Liable: A federal jury found former Goldman Sachs trader Fabrice Tourre liable on six out of seven counts of civil securities fraud on Thursday. A judge will meet with the SEC later this year to determine the punishment associated with the verdict, which could include monetary penalties and a ban from the financial services industry. Legal experts tell the Journal the verdict "adds credibility to a new policy [SEC chairman Mary Jo White] announced in June of forcing companies and individuals to admit wrongdoing to settle certain cases or face being taken to trial." But the SEC's victory is not without scrutiny. "Some critics have questioned why the agency chose to make Mr.
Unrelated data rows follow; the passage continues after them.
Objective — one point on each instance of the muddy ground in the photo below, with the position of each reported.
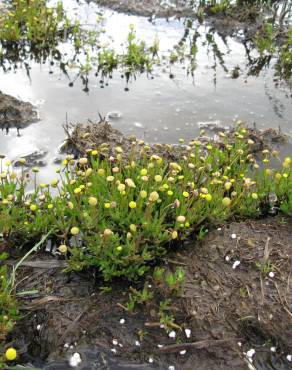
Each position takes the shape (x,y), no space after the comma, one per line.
(246,19)
(228,309)
(15,113)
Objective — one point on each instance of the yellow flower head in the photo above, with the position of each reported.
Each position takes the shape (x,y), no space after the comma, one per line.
(107,232)
(92,201)
(226,202)
(154,196)
(143,194)
(10,354)
(74,230)
(63,249)
(130,183)
(208,197)
(133,228)
(83,161)
(181,219)
(101,172)
(174,234)
(33,207)
(121,187)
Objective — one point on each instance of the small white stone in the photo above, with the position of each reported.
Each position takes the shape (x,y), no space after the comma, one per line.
(250,353)
(75,360)
(188,333)
(236,263)
(172,334)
Tourre — a midlevel employee who was stationed in the bowels of Goldman's mortgage machine — the face of the crisis," Dealbook notes. "Rather than aim at a high-flying executive, the agency pursued someone barely known on Wall Street." Washington Post columnist Neil Irwin offered this explanation: "There were thousands of people on Wall Street and beyond who helped inflate a fraudulent mortgage bubble. What differentiates Tourre from the others is that he was both smart enough to understand what he was actually going on, and dumb enough to brag about it in an e-mail."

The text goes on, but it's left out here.